2.  **Small vs Large Embedding Comparison:** Tested `text-embedding-3-small` vs `text-embedding-3-large` to understand the **quality vs cost tradeoff**.
3.  **Controlled Variables:** Fixed all other parameters (`retriever_top_k=5`, `llm_model=gpt-4o-mini`) to isolate the impact of embedding model choice.
4.  **Comprehensive Logging:** Logged both runs with their configurations, metrics, and cost analysis to W&B for detailed comparison.

### Expected Insights:
- **Performance:** Large embedding model may show improved semantic understanding (higher context recall, faithfulness)

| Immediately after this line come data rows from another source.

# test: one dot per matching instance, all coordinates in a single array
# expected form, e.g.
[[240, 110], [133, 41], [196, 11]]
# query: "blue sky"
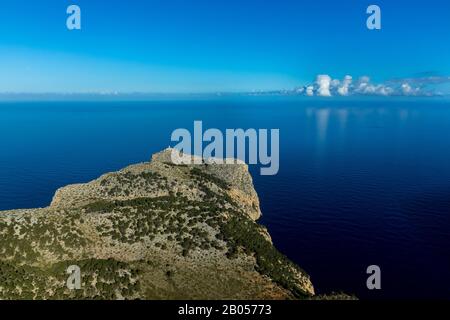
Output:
[[216, 45]]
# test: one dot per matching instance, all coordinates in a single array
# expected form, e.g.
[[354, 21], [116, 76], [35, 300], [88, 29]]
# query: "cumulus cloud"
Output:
[[326, 86], [323, 83], [344, 88]]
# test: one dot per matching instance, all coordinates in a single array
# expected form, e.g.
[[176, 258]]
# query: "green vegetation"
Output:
[[101, 279]]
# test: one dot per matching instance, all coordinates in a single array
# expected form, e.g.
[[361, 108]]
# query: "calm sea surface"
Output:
[[360, 182]]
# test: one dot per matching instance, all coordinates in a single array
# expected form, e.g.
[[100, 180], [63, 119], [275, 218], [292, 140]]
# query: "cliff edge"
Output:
[[154, 230]]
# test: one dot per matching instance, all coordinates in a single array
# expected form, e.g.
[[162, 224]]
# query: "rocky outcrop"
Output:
[[155, 230]]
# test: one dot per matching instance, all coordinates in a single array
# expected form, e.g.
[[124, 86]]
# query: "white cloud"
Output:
[[326, 86], [344, 89], [323, 82]]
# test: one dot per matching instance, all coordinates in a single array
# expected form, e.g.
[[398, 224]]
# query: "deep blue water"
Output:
[[360, 182]]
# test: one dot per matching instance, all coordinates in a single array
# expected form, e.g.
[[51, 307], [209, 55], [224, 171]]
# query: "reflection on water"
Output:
[[360, 183]]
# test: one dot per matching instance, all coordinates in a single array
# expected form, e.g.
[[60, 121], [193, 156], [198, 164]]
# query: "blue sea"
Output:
[[361, 182]]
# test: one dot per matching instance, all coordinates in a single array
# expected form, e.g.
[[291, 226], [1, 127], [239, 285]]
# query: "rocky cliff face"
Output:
[[154, 230]]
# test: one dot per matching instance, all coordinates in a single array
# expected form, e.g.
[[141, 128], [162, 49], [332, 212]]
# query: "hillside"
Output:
[[153, 230]]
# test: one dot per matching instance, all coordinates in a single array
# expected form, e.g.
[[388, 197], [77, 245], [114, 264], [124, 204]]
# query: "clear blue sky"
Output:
[[215, 45]]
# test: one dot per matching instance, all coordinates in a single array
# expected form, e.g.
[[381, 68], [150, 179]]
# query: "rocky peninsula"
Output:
[[154, 230]]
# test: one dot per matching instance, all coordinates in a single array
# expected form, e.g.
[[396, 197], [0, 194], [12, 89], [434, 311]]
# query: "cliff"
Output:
[[153, 230]]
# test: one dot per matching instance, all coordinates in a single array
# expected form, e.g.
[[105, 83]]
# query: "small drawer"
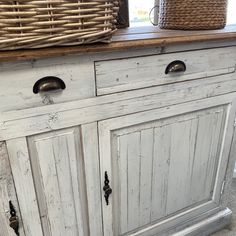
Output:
[[133, 73], [18, 80]]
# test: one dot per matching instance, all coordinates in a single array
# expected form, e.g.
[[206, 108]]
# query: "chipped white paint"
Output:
[[140, 72], [23, 179], [165, 148], [7, 193], [187, 152]]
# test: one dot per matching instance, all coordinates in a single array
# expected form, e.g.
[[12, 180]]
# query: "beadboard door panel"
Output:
[[62, 183], [164, 166], [7, 193]]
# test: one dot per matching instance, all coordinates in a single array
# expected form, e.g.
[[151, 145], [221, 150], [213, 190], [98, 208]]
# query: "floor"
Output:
[[231, 230]]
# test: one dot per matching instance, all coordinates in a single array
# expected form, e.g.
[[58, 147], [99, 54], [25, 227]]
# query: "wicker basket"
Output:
[[192, 14], [43, 23]]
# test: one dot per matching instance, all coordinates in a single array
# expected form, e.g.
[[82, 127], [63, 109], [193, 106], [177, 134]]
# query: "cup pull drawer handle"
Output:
[[175, 67], [48, 84]]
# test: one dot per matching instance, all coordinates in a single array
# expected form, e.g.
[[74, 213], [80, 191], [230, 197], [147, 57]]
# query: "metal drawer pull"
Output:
[[175, 67], [48, 84], [107, 189], [14, 220]]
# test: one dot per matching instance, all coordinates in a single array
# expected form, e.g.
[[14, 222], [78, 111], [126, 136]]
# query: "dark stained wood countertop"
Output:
[[124, 39]]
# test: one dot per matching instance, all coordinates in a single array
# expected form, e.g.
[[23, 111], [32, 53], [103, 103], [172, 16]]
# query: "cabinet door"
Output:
[[63, 182], [166, 165]]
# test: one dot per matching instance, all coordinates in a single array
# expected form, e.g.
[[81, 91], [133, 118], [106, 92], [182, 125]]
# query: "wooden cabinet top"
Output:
[[130, 38]]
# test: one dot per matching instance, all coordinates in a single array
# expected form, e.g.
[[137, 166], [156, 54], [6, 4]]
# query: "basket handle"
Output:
[[156, 13]]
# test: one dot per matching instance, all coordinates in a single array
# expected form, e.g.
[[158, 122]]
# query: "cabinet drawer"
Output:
[[139, 72], [18, 79]]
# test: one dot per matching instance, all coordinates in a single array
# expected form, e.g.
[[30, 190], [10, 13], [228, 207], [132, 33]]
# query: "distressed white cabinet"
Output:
[[125, 150], [165, 165], [56, 180]]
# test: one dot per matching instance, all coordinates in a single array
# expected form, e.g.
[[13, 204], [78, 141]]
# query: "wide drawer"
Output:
[[139, 72], [18, 79]]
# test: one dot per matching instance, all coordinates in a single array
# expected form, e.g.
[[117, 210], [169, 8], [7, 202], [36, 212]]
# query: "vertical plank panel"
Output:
[[49, 174], [146, 146], [180, 169], [92, 175], [65, 178], [133, 179], [123, 183], [78, 181], [161, 162], [214, 154], [21, 170], [7, 193], [202, 153], [58, 168]]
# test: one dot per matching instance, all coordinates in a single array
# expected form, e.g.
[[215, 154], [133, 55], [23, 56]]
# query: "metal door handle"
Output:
[[48, 84], [175, 67], [107, 189]]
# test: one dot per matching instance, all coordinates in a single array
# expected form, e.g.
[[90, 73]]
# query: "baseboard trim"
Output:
[[209, 225]]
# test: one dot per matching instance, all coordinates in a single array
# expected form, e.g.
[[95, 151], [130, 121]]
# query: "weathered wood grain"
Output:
[[24, 184], [187, 147], [127, 39], [60, 170], [139, 72], [7, 193]]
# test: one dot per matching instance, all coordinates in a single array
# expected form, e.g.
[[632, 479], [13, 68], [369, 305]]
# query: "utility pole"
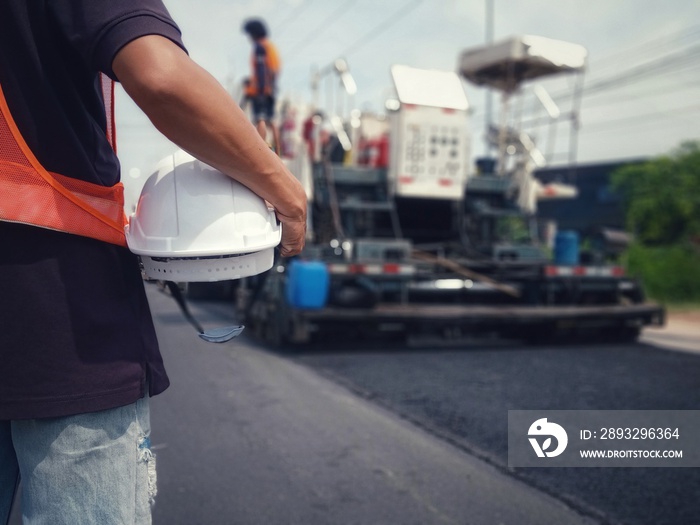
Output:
[[489, 30]]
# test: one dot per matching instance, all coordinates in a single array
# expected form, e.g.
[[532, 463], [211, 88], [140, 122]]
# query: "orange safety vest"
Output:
[[272, 67], [29, 194]]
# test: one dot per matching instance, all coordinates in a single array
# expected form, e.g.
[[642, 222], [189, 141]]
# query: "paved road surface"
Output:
[[246, 436], [396, 436]]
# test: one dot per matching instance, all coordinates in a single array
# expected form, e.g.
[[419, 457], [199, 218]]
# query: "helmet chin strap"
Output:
[[214, 335]]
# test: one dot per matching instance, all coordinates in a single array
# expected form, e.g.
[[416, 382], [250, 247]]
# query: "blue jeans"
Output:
[[85, 469]]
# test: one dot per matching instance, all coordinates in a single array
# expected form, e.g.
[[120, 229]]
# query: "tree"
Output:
[[662, 197]]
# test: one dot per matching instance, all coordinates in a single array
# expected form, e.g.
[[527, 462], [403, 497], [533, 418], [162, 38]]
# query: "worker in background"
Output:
[[261, 89], [79, 357]]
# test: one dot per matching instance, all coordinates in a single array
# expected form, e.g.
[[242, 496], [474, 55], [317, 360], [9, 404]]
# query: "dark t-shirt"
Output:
[[76, 333]]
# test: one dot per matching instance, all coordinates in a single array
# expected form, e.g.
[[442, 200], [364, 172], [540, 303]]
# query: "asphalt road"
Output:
[[387, 435], [247, 436]]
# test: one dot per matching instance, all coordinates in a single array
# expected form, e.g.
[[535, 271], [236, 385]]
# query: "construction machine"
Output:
[[407, 240]]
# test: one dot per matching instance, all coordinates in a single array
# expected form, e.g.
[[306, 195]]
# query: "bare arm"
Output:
[[193, 110]]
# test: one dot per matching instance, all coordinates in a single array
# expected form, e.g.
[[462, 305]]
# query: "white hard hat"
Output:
[[193, 223]]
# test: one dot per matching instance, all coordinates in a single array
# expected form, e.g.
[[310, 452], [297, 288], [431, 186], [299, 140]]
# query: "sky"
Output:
[[641, 94]]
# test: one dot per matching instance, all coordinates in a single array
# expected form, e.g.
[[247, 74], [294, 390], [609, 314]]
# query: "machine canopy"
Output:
[[504, 65]]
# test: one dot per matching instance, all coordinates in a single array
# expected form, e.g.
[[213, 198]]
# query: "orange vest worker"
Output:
[[30, 194]]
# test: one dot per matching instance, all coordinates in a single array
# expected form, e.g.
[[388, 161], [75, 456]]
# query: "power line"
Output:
[[325, 23], [284, 24], [640, 119], [380, 28]]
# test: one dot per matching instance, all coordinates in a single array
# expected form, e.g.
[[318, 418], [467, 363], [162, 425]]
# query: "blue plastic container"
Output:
[[566, 250], [307, 284]]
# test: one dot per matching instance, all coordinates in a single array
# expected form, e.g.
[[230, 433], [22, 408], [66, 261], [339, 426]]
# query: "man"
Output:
[[78, 353], [261, 87]]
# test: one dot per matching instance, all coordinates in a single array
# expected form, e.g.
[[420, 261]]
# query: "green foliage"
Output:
[[669, 273], [662, 199]]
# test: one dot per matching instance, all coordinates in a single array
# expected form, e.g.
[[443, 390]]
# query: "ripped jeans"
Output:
[[85, 469]]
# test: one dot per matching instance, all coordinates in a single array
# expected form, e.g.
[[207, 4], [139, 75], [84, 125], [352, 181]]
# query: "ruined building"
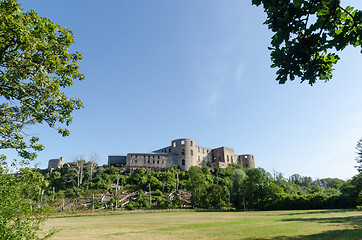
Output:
[[183, 153], [56, 164]]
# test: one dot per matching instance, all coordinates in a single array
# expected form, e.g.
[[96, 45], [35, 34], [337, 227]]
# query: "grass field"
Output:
[[311, 224]]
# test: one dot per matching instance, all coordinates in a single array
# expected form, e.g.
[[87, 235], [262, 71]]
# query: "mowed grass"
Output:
[[311, 224]]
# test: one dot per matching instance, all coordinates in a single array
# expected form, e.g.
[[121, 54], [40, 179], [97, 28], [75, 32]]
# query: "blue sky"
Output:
[[160, 70]]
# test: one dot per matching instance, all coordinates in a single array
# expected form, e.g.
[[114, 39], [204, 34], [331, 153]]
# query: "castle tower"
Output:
[[186, 150]]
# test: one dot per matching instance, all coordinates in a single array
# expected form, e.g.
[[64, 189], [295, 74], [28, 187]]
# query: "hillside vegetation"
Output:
[[87, 187]]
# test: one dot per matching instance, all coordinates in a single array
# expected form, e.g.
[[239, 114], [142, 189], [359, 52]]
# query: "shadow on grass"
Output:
[[306, 212], [353, 234], [355, 221]]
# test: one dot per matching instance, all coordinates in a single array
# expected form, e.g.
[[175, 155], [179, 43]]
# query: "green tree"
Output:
[[359, 155], [308, 34], [35, 67], [21, 207], [238, 189]]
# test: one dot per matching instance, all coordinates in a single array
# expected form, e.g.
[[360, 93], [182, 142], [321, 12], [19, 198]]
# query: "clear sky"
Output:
[[160, 70]]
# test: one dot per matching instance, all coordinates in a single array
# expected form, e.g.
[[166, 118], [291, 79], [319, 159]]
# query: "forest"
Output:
[[86, 186]]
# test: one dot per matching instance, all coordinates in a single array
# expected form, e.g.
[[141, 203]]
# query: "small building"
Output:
[[56, 164], [182, 153]]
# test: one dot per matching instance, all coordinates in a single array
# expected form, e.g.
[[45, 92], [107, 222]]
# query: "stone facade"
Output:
[[56, 164], [183, 153]]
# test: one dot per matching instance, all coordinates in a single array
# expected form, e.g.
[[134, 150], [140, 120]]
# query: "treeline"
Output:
[[200, 187]]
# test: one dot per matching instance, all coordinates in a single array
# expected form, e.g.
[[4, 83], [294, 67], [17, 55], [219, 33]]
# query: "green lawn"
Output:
[[316, 224]]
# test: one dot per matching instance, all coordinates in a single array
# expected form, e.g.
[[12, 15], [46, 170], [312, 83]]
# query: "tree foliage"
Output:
[[21, 207], [307, 35], [35, 67], [359, 156]]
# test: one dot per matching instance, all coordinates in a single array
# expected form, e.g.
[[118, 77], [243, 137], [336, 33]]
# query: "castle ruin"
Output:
[[182, 153]]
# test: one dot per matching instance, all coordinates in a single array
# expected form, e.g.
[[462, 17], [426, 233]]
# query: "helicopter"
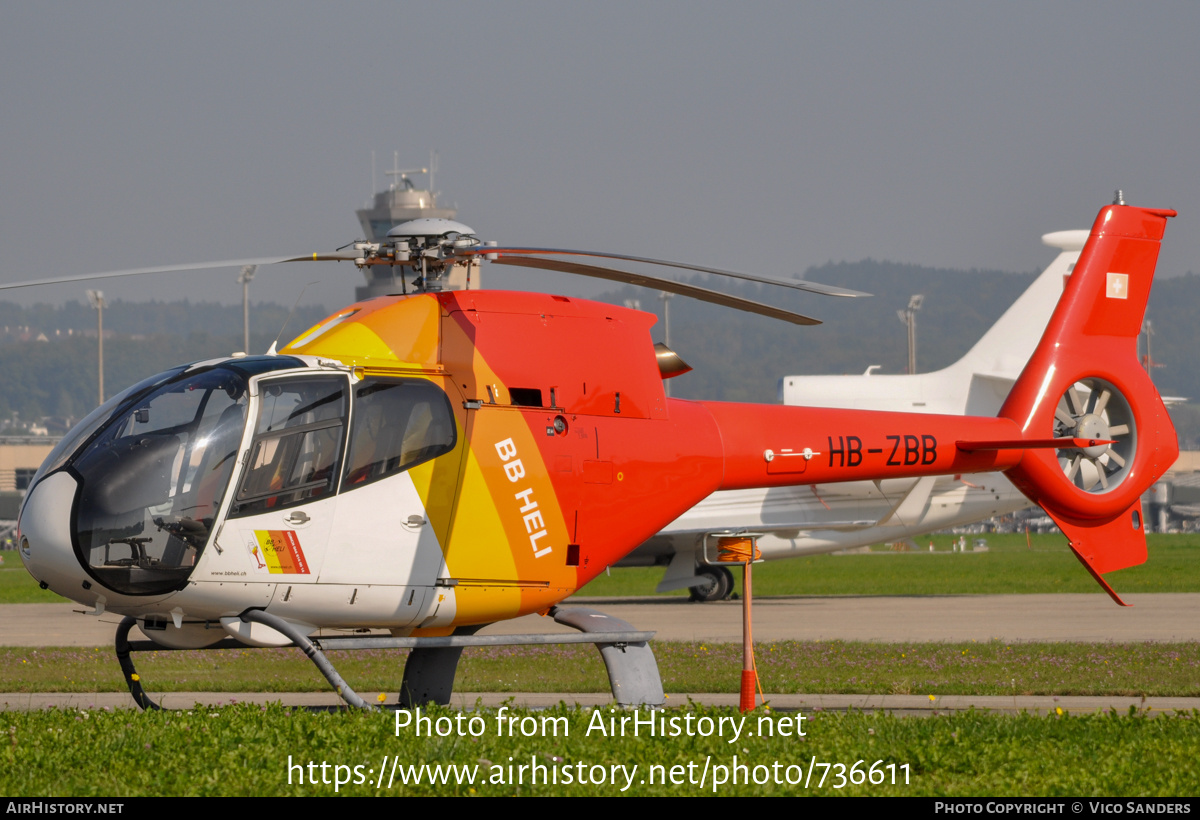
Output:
[[435, 460]]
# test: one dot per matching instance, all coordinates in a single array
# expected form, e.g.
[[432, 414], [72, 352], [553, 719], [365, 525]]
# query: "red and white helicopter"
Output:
[[432, 461]]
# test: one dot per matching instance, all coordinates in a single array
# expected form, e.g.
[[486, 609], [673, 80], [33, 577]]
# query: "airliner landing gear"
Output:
[[720, 584]]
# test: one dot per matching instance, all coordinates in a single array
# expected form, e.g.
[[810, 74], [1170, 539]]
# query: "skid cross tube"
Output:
[[431, 665]]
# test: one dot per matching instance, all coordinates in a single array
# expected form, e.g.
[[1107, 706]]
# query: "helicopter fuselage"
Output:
[[421, 462]]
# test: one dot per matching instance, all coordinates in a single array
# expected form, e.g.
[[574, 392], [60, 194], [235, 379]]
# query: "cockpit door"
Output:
[[401, 471], [283, 508]]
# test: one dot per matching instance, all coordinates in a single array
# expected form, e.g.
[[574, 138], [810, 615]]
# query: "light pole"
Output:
[[909, 316], [666, 330], [247, 273], [96, 299]]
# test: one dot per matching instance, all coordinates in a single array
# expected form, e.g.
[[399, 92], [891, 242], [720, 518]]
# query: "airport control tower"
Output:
[[401, 202]]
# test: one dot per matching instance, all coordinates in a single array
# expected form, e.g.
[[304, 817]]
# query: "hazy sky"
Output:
[[763, 137]]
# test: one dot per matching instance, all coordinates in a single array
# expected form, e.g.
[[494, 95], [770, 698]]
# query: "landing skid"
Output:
[[433, 662]]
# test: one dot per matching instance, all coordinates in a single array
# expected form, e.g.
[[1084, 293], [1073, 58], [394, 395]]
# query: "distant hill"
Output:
[[737, 357]]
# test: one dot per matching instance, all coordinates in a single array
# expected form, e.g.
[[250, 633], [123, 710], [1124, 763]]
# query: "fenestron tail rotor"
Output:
[[1093, 408]]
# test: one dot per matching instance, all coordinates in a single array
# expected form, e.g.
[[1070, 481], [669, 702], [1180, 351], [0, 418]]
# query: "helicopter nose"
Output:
[[46, 536]]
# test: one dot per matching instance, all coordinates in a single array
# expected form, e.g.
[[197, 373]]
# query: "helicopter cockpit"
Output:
[[148, 478]]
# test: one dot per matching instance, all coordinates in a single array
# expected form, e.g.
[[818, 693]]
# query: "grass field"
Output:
[[256, 750], [1008, 567], [784, 668]]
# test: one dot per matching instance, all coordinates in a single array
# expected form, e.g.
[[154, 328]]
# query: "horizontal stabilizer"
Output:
[[1035, 444]]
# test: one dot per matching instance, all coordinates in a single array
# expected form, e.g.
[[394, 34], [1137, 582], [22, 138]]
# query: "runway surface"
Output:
[[894, 618]]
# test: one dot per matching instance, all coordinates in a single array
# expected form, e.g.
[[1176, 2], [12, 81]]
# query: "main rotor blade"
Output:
[[168, 269], [669, 285], [798, 285]]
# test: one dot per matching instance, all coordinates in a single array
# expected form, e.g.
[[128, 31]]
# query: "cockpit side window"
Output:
[[397, 425], [298, 444]]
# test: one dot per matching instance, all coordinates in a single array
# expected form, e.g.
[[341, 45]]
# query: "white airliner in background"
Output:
[[807, 520]]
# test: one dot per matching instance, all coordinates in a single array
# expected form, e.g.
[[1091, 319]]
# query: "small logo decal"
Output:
[[277, 551], [1117, 286]]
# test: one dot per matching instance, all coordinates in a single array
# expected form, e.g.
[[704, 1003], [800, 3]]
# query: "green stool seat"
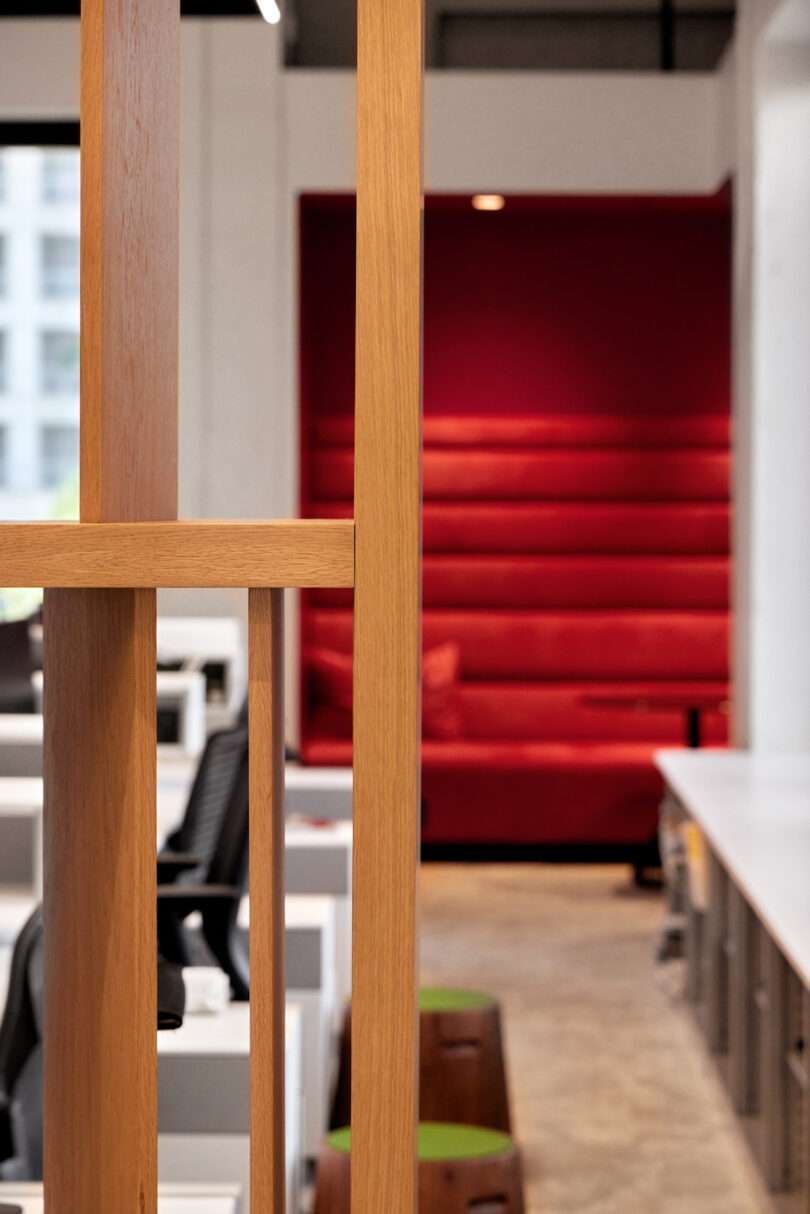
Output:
[[452, 999], [442, 1140], [460, 1168], [462, 1068]]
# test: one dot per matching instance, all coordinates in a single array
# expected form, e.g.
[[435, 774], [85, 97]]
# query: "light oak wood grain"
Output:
[[266, 691], [301, 552], [387, 424], [130, 222], [100, 901], [100, 1115]]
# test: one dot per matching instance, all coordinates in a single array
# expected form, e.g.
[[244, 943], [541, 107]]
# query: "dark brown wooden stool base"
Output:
[[462, 1170], [462, 1072]]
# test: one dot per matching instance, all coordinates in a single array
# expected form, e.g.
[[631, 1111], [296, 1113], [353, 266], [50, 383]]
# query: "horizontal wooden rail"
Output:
[[300, 552]]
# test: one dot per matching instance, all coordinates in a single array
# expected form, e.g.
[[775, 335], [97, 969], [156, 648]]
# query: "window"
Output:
[[60, 366], [60, 266], [60, 177], [58, 454], [39, 345]]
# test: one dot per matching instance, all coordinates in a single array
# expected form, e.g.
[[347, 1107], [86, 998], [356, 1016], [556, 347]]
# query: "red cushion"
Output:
[[560, 430], [575, 474], [588, 645], [543, 793], [656, 528], [330, 691], [441, 715], [476, 580]]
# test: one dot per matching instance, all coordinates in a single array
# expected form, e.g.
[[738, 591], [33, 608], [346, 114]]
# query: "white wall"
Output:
[[771, 357], [256, 136]]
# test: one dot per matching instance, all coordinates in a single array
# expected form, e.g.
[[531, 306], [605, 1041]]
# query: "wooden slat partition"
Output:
[[100, 914], [100, 929], [266, 715], [100, 639], [287, 552], [387, 444], [130, 259]]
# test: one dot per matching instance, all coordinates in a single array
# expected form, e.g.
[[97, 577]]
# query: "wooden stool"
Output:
[[462, 1072], [462, 1168]]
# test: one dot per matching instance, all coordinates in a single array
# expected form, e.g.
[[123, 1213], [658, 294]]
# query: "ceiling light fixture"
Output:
[[270, 11], [488, 202]]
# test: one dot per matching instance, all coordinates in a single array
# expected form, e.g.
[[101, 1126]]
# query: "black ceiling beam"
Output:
[[50, 134], [72, 9]]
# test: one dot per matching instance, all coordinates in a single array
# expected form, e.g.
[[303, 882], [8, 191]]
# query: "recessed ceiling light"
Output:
[[270, 11], [488, 202]]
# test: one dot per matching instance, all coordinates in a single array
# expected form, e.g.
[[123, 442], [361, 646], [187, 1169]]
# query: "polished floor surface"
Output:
[[616, 1105]]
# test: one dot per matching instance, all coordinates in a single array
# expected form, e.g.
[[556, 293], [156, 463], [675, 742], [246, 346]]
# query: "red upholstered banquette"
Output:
[[566, 557]]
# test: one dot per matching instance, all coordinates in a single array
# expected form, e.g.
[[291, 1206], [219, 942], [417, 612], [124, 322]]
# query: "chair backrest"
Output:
[[230, 860], [16, 668], [213, 792], [21, 1054]]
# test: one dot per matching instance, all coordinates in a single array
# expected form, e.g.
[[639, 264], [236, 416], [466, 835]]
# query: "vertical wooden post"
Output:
[[100, 645], [266, 681], [100, 936], [387, 492]]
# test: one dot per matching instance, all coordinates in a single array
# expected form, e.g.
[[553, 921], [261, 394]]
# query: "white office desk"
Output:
[[204, 1100], [318, 792], [310, 974], [318, 860], [755, 815], [199, 640], [177, 691], [171, 1198]]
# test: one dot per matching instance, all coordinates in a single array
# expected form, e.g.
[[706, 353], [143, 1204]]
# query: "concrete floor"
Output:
[[615, 1102]]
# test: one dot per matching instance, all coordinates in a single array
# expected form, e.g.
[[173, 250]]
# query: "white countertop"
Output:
[[754, 811], [171, 1198], [224, 1034]]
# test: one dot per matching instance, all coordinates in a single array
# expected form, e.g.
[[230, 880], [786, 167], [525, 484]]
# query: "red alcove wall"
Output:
[[567, 308]]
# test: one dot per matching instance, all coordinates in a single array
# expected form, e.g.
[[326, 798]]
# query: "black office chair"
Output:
[[190, 849], [21, 1050], [215, 892], [16, 668], [21, 1059]]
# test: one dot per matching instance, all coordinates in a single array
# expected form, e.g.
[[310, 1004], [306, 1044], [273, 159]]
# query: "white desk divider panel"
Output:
[[199, 641], [311, 982], [171, 1198], [318, 860], [196, 641], [15, 909], [318, 792], [21, 804], [203, 1101], [21, 833], [21, 744]]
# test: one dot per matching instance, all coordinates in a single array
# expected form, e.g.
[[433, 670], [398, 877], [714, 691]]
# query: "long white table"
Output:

- **Cost:** Large embedding model will likely have higher embedding costs but same LLM costs
- **Latency:** Large embeddings may have slightly higher processing time
- **Use Case Guidance:** Data will help decide if quality improvement justifies additional cost

### Next Steps in W&B:
1.  **View Comparison:** Navigate to the **`embedding-model-comparison`** project dashboard on W&B. Compare the **faithfulness vs. embedding cost** and **quality metrics vs. model size** visualizations.
2.  **Cost Analysis:** Analyze the embedding cost difference and determine ROI for your specific use case.
3.  **Deeper Optimization:** Use W&B Sweeps to test additional embedding models or explore hybrid approaches using both models for different query types.
4.  **Production Decision:** Use these results to make an informed choice for your production RAG system based on your quality requirements and budget constraints.